LHT Historic Site – Lewisville Road
Ranged along this stretch of roadway is the small village of Lewisville, Lawrence Township’s earliest African American community, founded by former enslaved persons and their descendants from Lawrence and the surrounding townships. They began acquiring land and small farms along this stretch of road in the 1840s. Despite difficult social and economic conditions, these pioneering families set down roots and prospered. By the 1890s, the village consisted of about a dozen houses and the Mount Pisgah African Methodest Episcopal (A.M.E.) Church, a vibrant center for African American culture.
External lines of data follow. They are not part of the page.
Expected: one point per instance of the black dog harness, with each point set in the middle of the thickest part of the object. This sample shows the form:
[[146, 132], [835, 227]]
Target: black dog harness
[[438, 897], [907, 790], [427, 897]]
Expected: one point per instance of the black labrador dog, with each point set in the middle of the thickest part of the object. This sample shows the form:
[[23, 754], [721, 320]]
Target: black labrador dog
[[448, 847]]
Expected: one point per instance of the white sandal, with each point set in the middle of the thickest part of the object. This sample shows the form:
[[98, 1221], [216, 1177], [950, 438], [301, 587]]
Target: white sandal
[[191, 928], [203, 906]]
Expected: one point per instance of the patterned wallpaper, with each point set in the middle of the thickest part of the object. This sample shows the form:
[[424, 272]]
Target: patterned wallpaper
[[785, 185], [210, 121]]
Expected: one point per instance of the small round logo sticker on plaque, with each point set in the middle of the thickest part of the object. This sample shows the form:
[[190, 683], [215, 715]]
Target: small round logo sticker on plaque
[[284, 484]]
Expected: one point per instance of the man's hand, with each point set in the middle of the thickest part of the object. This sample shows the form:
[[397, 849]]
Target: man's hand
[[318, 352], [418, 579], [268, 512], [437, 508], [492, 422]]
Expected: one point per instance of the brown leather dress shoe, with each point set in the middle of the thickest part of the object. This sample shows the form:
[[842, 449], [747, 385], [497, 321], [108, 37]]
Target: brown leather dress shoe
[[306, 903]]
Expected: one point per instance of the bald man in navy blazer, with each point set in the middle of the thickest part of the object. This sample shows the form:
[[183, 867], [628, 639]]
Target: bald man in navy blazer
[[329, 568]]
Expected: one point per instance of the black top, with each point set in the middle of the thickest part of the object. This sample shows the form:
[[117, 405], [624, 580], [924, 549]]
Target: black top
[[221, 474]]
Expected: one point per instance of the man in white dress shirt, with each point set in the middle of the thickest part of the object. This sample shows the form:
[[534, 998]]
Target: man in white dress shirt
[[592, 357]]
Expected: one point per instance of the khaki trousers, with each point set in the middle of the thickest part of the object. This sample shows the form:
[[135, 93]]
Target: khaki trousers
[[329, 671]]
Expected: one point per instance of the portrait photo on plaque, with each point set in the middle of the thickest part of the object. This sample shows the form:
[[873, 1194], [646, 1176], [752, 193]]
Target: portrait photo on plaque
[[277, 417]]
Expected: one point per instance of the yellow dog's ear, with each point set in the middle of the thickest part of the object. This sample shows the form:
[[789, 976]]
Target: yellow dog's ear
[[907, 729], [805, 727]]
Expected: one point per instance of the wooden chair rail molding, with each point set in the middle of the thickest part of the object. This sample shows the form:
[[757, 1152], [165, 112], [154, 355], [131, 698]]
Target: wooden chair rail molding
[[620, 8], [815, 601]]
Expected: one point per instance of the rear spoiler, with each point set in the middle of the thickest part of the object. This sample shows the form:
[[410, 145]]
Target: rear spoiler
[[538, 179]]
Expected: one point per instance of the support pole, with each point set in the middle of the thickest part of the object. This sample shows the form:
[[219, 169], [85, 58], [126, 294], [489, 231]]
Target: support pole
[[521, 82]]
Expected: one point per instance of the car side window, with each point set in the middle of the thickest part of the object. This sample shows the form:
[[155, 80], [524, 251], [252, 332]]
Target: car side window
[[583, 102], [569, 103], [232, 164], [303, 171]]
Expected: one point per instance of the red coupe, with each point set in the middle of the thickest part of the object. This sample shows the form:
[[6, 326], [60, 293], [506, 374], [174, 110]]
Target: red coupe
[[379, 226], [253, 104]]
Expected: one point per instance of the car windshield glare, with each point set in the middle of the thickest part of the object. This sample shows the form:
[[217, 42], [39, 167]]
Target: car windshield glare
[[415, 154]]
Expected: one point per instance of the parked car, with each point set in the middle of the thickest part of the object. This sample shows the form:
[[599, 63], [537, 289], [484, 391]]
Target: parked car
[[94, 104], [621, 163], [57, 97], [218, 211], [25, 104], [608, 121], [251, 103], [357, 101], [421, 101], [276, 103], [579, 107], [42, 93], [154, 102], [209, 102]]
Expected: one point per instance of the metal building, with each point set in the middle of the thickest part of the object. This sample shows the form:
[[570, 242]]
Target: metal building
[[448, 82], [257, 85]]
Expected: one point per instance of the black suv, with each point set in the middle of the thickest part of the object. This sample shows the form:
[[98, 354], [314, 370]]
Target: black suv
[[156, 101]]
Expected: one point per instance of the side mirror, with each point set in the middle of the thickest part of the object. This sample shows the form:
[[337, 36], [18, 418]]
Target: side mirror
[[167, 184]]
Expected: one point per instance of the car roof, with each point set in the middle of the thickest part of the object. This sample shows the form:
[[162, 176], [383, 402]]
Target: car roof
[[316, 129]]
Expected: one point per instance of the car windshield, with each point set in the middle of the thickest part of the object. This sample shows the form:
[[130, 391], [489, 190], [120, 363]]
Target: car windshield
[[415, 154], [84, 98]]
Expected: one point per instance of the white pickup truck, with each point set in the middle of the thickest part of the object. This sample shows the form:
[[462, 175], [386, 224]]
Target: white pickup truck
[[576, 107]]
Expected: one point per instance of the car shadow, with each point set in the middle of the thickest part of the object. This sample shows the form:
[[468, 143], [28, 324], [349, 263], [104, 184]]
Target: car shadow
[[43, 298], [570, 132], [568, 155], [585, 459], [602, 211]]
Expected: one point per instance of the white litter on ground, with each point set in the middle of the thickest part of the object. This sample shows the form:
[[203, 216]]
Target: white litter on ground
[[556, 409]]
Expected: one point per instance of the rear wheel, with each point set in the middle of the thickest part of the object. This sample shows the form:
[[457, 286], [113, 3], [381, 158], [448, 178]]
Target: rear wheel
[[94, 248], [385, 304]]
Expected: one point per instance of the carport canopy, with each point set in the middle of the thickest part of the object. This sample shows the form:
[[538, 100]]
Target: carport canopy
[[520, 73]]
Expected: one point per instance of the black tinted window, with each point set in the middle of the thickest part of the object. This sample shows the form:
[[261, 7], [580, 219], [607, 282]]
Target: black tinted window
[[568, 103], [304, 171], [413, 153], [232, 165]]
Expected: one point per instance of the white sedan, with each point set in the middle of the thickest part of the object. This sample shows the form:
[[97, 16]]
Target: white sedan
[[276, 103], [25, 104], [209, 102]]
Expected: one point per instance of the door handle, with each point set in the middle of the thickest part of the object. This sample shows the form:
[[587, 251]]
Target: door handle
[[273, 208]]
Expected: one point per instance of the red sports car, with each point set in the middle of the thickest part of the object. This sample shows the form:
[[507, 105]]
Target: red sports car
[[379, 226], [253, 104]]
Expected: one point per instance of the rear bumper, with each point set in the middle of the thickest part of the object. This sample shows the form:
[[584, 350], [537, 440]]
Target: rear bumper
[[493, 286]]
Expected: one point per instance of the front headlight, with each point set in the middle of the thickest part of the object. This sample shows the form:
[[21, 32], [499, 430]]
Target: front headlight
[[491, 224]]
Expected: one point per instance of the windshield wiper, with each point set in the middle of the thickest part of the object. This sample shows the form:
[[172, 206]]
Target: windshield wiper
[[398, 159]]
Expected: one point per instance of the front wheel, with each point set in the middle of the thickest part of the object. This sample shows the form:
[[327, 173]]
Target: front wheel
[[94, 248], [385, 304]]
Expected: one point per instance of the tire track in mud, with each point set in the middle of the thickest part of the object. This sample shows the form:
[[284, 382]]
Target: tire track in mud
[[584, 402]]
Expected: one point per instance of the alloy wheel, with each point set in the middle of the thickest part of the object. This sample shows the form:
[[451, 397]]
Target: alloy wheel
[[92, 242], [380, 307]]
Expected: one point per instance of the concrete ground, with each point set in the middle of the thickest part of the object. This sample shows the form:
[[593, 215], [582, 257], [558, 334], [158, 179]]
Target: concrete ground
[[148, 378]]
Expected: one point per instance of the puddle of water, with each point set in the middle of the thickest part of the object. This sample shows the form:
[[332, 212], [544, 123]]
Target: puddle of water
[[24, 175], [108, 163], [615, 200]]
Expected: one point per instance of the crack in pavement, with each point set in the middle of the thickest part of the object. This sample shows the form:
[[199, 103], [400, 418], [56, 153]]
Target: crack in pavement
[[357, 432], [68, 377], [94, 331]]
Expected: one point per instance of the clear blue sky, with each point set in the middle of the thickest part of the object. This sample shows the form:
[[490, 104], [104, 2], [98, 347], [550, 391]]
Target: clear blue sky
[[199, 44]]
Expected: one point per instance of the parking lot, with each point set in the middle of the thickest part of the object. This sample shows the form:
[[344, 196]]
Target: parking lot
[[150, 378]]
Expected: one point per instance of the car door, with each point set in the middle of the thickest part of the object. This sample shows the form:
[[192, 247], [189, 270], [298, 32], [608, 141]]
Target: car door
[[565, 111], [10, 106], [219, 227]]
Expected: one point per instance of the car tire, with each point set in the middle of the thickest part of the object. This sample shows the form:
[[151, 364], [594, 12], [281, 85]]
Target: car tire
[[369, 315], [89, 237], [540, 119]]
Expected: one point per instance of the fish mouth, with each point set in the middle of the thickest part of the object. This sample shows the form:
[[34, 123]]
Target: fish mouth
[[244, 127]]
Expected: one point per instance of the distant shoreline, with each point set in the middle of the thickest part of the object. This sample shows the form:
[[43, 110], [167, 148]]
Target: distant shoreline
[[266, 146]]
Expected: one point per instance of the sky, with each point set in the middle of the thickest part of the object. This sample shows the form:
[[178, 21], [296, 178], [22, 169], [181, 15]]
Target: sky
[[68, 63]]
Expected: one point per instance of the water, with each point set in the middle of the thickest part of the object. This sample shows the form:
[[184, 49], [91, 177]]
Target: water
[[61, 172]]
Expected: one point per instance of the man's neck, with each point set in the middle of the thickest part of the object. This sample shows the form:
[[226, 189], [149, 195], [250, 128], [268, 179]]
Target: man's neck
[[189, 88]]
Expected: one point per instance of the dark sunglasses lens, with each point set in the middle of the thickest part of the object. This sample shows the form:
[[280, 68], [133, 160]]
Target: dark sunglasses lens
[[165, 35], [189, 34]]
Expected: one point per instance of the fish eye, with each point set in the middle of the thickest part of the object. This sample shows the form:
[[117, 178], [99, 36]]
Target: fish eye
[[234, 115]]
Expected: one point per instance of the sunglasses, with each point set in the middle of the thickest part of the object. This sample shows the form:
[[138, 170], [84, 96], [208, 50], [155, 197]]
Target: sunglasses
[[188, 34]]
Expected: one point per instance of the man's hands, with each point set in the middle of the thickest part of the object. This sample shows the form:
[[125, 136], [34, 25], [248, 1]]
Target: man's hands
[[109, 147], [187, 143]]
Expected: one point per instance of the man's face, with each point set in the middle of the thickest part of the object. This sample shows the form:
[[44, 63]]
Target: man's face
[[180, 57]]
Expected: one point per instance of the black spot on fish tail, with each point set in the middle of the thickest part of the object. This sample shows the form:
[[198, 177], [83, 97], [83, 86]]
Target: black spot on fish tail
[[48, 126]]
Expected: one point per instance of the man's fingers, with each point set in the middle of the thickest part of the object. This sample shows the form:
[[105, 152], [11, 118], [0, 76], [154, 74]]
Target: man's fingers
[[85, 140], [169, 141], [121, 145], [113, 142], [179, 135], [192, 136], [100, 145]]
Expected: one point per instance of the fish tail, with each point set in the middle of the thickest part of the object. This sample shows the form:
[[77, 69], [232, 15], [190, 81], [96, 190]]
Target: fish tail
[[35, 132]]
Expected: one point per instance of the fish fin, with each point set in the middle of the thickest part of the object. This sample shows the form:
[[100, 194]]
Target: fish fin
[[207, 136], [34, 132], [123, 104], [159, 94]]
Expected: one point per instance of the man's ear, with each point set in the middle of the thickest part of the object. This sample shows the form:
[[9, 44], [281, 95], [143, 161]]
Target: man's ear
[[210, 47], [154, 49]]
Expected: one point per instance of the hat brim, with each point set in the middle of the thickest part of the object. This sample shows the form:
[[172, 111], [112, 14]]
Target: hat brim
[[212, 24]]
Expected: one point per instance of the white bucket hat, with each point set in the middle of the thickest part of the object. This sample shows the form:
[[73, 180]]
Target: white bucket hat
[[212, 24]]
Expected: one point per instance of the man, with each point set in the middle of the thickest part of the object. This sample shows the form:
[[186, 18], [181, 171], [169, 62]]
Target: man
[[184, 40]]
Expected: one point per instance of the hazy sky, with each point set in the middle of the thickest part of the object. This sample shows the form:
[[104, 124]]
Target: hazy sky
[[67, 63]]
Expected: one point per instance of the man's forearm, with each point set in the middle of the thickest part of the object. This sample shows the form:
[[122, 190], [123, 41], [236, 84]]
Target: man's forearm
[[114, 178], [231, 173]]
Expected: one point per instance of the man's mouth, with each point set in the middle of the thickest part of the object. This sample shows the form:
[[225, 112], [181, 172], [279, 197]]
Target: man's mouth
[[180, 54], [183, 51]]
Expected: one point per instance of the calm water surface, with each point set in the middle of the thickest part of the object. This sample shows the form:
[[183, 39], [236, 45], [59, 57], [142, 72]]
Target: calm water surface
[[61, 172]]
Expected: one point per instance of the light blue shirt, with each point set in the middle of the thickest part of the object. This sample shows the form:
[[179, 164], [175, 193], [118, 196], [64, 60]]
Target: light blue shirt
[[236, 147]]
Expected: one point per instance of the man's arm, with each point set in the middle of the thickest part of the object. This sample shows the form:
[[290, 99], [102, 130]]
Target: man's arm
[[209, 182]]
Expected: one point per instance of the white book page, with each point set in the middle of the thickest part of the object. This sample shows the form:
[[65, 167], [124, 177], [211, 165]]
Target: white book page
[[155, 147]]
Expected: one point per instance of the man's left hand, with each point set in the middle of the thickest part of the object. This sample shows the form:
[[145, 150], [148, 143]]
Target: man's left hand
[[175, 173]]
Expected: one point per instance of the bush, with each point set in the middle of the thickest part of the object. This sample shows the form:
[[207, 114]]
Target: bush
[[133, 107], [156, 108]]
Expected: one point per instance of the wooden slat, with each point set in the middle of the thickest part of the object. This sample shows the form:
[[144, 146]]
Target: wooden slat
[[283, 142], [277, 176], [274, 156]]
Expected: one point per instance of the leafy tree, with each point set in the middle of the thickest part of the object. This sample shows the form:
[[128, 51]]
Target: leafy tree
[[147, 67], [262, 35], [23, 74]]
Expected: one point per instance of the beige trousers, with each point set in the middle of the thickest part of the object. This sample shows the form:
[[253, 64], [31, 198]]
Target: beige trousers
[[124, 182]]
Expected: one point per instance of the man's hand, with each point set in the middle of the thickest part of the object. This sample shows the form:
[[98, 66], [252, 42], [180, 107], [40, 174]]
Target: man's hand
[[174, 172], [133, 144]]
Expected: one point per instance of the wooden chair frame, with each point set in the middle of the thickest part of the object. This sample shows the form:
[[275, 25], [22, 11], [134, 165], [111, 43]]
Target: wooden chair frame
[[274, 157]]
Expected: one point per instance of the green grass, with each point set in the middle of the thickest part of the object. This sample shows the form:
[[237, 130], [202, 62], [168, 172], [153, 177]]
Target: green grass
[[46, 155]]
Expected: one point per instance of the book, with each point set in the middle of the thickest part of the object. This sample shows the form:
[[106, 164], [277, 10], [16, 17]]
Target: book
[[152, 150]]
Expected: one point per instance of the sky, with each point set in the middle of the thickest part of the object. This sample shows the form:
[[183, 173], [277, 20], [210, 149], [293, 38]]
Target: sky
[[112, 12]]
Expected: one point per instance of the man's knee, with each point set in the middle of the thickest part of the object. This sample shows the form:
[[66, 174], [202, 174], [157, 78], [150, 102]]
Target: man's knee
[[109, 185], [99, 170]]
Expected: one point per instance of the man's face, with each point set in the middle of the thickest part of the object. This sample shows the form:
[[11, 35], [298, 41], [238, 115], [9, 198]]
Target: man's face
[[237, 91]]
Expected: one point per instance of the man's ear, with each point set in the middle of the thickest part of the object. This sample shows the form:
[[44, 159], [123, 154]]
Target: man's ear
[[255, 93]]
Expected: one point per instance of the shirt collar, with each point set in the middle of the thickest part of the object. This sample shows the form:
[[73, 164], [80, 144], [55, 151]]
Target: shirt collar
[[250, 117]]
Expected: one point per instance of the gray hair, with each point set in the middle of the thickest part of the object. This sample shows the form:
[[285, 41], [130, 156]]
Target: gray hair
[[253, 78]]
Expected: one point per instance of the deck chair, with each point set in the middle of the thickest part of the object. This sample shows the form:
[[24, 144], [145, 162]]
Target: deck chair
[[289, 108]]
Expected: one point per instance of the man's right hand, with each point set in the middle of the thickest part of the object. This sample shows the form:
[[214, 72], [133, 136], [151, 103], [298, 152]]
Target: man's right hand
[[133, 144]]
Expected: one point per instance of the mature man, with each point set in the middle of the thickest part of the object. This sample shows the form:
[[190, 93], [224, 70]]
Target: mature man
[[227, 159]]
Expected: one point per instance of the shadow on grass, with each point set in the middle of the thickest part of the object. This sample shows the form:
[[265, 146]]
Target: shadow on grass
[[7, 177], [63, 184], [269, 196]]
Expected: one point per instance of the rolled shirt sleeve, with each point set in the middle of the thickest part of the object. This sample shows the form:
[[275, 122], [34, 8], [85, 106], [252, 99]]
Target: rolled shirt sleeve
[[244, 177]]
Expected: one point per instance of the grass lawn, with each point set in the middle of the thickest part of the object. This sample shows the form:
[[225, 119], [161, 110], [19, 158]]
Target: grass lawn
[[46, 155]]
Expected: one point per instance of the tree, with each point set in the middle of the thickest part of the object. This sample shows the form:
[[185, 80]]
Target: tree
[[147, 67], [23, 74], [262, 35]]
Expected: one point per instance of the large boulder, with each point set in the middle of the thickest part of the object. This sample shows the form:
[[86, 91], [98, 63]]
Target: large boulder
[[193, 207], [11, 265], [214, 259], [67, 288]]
Lewisville is named after Lewis W.R. Phillips, a former slaveholder who freed his slaves and joined the abolitionist movement in the 1820s. Phillips began selling small lots of land to Blacks in the 1840s along what became Lewisville Road.
D.J. Lake and S.N. Beers, Map of Vicinity of Philadelphia and Trenton, 1860.
This detail of a map published in 1860 is one of the earliest to call out the village of Lewisville and name Black property owners. Prominent names include Schenck, Van Horn and Wright.
A U.S. Census taker who passed through Lewisville in 1860 captured a snapshot of everyday life. Most male adults and adolescents worked as laborers, a catchall for seasonal work on nearby farms, while women were “in service,” meaning they worked as housekeepers for their more affluent white neighbors.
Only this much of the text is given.